Le jour de mon arrivée, je reçus encore de nombreux télégrammes m’apportant les salutations et les félicitations de ma famille, de mes amis, de mes camarades d’études, de mes compagnons d’armes et autres.
Au Caire même, je trouvai S. A. R. le Duc de Wurtemberg et le général de cavalerie, le prince Louis Esterhazy qui, autrefois, commandait la campagne de Bosnie à laquelle j’avais pris part comme jeune lieutenant de réserve; après s’être intéressés à mon sort, ils eurent la bonté de m’exprimer de la façon la plus cordiale la joie qu’ils éprouvaient de me voir libre.
S. A. le Khédive me reçut avec une grâce touchante; me promut au grade de colonel et me décerna le titre de Pacha.
Quelques jours après mon arrivée, j’étais sur le balcon du palais du consulat et admirais les fleurs aux corolles veloutées et leurs feuilles chatoyant au soleil comme de riches étoffes, premier sourire de la végétation à la nature qui renaissait..... soudain, ces mots revinrent à ma mémoire: Falz-Fein, Ascania-Nova, gouvernement de Tauride, Russie méridionale.

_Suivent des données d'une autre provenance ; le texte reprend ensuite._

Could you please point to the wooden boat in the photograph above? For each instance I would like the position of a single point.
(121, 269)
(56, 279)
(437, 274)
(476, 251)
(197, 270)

Je ne fis qu’un saut dans ma chambre et avisai l’ancien possesseur de la grue comment elle avait été vue et tuée à la fin de 1892. Que de réminiscences, que de vieux souvenirs en traçant ces lignes et combien j’étais heureux de pouvoir satisfaire le vœu de M. Falz-Fein. Les remerciements qui ne tardèrent pas à me parvenir me prouvèrent, du reste, que mon intérêt pour ce petit épisode était justifié.
Le Père Joseph Ohrwalder, missionnaire à Souakim lors de mon arrivée, vint au Caire pour me saluer. Il me fournit ainsi l’occasion de le remercier, lui, mon compagnon de souffrances pendant tant d’années, au moins par des paroles, pour son désintéressement, pour l’activité qu’il déploya touchant ma fuite.
Je fus, à la vérité, tellement assailli de toutes parts par des personnes qui s’intéressaient à moi ou qui m’interrogeaient par pure forme ou par curiosité, on me rendit tant d’honneurs dans les cercles et dans les sociétés que, franchement, je trouvai à peine le temps de respirer. Le contraste entre ma vie passée et ma vie actuelle était si grand que parfois il me semblait avoir fait un long rêve.
Enfin, je retrouvai le repos et surtout l’indépendance que j’avais presque totalement perdue, me préparant ainsi à un travail sérieux.
Je ne puis toutefois songer à mes années de captivité sans remercier du plus profond de mon cœur le Tout-Puissant de sa protection constante, de sa grâce immense et le bénir de m’avoir permis de revoir libre les miens et ma patrie.